Pilawa sagt, ich soll Putzfrau werden
    Das Berufsinformationszentrum war ein grauer Plattenbau, der wie ein Blinddarm am riesigen Gebäude des Arbeitsamtes Gelsenkirchen hing. Auf dem trostlosen Vorplatz liefen ein paar Tauben ziellos um einen Obdachlosen herum, der an einen blattlosen Baum gelehnt ein Schläfchen hielt. Auf einem kleinen Mauervorsprung direkt vor dem Eingang saß eine Frau mit einem notdürftig bekritzelten Pappschild, auf dem »Suche Arbeit« stand. Ich musste lächeln und überlegte, ob ich ihr raten sollte, sich doch mal umzudrehen. Aber, wie ich gleich erleben sollte: Hochmut kommt vor dem Fall.
    Als ich das BIZ betrat, schlug mir direkt die unverwechselbare Geruchsmischung aus Kaffeesatz, Kopierfarbe und Asbeststaub entgegen, die so ziemlich jedes städtische Büro auszeichnet. Mir bot sich ein Bild, bei dem sich jeder Feng-Shui-Berater die Augen mit einem Esslöffel herausgepopelt hätte: grauer Teppich, graue Plastikpflanzen, graue Menschen, Staubmilben in Ekstase. Auf den schmalen, mit Teppich ausgelegten Fluren eilten Menschen hektisch hin und her, in einem kleinen Warteraum hustete ein Mann mit einem beachtlichen Vollbart elegisch. Daneben gab es noch einen Warteraum. Und noch einen. Dahinter befanden sich ein Klo und noch ein Warteraum. Über jeder der zahllosen Türen war eine digitale Nummerntafel angebracht, an den Wänden klebten vergilbte Kunstdrucke von Miro und van Gogh.

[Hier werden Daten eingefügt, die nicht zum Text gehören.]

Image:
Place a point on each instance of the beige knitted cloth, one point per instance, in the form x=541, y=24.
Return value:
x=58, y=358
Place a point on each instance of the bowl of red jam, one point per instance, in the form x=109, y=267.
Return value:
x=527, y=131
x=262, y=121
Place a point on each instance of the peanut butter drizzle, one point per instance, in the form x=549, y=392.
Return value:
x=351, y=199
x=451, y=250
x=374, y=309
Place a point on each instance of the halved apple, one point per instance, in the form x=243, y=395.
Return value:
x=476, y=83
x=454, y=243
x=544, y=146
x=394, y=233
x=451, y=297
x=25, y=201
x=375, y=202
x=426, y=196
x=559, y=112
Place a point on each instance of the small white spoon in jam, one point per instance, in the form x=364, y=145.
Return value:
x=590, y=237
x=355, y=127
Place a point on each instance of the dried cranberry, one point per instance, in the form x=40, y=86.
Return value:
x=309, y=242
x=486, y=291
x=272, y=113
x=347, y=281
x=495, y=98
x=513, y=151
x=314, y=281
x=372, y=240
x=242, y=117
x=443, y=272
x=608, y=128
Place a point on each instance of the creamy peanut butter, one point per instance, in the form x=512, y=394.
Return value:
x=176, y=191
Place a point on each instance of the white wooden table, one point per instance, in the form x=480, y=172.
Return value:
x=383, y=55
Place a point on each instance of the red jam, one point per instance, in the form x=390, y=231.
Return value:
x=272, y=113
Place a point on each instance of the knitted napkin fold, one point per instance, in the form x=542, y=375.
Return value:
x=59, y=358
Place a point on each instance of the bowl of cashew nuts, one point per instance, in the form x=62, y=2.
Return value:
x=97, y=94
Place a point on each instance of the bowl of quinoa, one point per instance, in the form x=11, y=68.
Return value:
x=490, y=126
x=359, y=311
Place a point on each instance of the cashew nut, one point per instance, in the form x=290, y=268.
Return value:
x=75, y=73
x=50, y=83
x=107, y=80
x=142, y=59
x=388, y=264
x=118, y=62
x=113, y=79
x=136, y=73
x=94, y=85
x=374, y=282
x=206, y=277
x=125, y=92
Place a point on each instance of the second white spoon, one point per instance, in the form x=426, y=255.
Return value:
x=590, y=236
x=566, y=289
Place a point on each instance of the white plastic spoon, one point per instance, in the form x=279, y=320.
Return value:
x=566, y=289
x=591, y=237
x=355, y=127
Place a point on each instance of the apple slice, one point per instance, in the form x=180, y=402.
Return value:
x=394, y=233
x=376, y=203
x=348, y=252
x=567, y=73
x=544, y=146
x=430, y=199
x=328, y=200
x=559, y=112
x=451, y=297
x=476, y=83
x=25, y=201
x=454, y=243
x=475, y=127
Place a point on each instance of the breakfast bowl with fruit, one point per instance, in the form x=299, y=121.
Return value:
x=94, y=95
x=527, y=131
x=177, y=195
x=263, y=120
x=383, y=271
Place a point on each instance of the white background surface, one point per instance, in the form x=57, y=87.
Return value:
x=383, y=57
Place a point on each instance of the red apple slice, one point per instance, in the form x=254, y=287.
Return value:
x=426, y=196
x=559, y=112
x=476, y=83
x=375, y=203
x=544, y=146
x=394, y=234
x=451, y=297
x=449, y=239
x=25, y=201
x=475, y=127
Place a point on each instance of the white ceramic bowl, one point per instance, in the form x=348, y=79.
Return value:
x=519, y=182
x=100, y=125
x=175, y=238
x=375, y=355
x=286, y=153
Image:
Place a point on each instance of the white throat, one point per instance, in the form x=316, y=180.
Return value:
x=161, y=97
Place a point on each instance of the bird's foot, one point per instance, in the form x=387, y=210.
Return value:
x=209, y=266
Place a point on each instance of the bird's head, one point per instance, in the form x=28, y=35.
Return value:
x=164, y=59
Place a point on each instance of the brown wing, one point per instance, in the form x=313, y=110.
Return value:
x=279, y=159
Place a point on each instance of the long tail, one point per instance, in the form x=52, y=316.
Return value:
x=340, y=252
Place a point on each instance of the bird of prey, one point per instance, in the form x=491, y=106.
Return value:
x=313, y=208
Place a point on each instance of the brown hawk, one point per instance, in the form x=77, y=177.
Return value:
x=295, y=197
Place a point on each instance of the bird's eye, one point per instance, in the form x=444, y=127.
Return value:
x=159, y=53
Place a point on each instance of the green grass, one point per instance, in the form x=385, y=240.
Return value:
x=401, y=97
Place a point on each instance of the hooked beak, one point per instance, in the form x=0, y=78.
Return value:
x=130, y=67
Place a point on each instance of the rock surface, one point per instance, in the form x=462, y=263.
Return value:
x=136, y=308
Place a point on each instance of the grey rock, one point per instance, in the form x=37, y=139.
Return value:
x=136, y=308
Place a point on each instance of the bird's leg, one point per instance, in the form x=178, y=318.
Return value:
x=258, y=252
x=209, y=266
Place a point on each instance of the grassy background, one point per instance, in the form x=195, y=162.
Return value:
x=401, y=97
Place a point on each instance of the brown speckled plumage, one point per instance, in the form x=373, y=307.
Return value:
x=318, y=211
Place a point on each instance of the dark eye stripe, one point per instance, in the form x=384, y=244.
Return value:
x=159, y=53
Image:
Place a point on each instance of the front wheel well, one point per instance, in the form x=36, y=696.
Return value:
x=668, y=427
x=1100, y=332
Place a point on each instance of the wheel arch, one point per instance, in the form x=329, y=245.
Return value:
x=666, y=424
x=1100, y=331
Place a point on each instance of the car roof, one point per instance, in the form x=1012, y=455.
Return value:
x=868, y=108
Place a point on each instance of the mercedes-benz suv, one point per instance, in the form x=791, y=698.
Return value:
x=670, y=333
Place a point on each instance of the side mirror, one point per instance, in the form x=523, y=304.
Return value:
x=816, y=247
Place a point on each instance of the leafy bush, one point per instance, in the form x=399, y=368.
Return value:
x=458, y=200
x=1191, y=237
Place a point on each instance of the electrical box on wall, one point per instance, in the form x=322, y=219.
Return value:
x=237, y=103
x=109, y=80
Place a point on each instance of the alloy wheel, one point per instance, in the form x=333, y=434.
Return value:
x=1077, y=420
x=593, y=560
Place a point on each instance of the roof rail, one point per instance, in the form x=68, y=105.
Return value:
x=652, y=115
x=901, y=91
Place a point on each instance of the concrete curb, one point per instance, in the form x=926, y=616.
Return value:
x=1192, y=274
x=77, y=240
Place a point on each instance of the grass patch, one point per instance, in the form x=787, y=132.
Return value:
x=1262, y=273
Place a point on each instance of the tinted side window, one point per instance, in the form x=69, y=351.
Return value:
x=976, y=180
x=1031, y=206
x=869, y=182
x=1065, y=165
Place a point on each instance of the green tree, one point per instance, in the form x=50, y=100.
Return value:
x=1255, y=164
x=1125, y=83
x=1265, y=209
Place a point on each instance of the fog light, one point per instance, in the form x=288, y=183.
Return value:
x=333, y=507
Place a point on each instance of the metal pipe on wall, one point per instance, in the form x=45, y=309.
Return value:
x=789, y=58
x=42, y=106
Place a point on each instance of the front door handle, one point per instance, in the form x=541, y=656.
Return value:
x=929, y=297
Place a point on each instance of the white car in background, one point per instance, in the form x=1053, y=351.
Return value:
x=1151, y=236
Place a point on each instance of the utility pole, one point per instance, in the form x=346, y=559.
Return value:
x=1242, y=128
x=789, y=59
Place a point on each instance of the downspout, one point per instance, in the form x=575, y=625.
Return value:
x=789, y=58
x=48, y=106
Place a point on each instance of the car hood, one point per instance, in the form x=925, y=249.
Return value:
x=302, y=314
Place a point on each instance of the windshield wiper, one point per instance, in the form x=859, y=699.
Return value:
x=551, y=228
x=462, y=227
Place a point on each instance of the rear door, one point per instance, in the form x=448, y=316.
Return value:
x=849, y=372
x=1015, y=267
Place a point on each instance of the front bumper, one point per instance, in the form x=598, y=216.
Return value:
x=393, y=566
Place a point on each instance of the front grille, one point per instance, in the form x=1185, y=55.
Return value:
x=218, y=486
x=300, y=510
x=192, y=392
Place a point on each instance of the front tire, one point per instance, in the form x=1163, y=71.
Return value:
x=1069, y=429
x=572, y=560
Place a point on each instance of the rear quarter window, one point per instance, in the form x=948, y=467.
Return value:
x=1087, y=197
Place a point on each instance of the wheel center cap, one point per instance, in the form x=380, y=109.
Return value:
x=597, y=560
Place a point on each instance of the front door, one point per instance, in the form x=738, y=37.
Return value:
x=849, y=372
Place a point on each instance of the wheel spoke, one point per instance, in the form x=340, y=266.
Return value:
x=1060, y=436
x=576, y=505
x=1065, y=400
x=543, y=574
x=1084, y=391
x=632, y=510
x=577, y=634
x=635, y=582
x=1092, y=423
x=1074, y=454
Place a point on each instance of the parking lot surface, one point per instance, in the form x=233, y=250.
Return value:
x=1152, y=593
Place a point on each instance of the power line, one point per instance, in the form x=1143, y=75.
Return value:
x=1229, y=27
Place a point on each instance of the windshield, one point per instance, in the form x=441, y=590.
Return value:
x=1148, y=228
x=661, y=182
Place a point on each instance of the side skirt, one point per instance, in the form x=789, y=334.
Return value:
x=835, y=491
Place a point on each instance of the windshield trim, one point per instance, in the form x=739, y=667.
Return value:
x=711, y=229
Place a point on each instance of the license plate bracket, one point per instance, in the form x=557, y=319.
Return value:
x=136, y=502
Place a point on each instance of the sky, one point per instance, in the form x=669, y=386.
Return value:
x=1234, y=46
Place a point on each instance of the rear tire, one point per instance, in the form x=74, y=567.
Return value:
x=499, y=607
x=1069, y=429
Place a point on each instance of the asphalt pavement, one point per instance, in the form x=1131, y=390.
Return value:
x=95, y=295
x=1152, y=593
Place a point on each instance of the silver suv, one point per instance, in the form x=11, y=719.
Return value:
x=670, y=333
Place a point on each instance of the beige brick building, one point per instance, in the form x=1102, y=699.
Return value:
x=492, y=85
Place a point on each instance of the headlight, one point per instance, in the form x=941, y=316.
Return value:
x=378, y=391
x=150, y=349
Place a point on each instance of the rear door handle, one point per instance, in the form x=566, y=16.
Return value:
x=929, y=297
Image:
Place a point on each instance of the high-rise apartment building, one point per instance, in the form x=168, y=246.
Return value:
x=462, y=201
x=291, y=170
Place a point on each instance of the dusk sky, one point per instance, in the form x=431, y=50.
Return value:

Ein kleiner, surrender Automat spuckte Zettelchen aus, sofern man einen roten, blinkenden Knopf drückte. Idiotensicher. Ich drückte. Nichts geschah.
    Nach dem sechsten, immer nervöser werdenden Drücken, erhob sich ein Mann, der neben einer Plastikpalme in der Ecke saß, und trat kräftig gegen den Automaten. Daraufhin ließ die Maschine ein kleines Papierstück mit dem Aufdruck »F234« fallen. Bevor ich mich bedanken konnte, setzte sich der Mann wieder neben die Plastikpalme und schloss die Augen.
    Ich fühlte mich mit zunehmender Verweildauer immer unwohler und versuchte, dies durch betont teilnahmsloses Blättern in der BIZ-Broschüre zu überspielen.
    Meine Sachbearbeiterin auf Seite 13 hieß Gudrun Salpeter und sah auch so aus. Ihr welliges rotes Haar, eine leicht schief sitzende, getönte Brille und ein Hintern, der zu allen Seiten über den unvorteilhaften Bürostuhl hinausquoll, strahlte mich in Hochglanz an. Wie ich wenig später erfahren sollte, litt Frau Salpeter unter beruflich bedingter schlechter Laune mit vermehrt auftretenden Anfällen von Amtsmüdigkeit und purer Willkür. Sie saß wie alle anderen in einem kleinen, gläsernen Kastenbüro und beriet Schüler, Studenten und andere Beschäftigungslose auf ihrem Weg ins Berufsleben. Mein Weg ins Berufsleben hörte derzeit noch auf den schlichten Namen F234. Leider blinkte über Frau Salpeters Glaskammer gerade erst die F193 auf, und in dem winzigen Warteraum neben ihrem Büro stapelten sich geschätzte hundert Menschen, von denen die Hälfte noch vor mir an der Reihe zu sein schien. Ich erblickte ein Schild, das für mich als Angehöriger der Generation X, deren Aufmerksamkeitsspanne gerade einmal die Zeit eines Werbeblocks überbrücken konnte, geradezu wie gerufen kam.
    »Wollen Sie Wartezeiten verkürzen? Nutzen Sie unsere elektronische Beratung mit der Hilfe von BiWip, dem Berufsinformationswissensportal.« Neben dem Schild winkte mir eine sehr amateurhaft gestaltete Computerfigur mit blonden Haaren fröhlich zu – die aussah, als hätte man Jörg Pilawa plastiniert.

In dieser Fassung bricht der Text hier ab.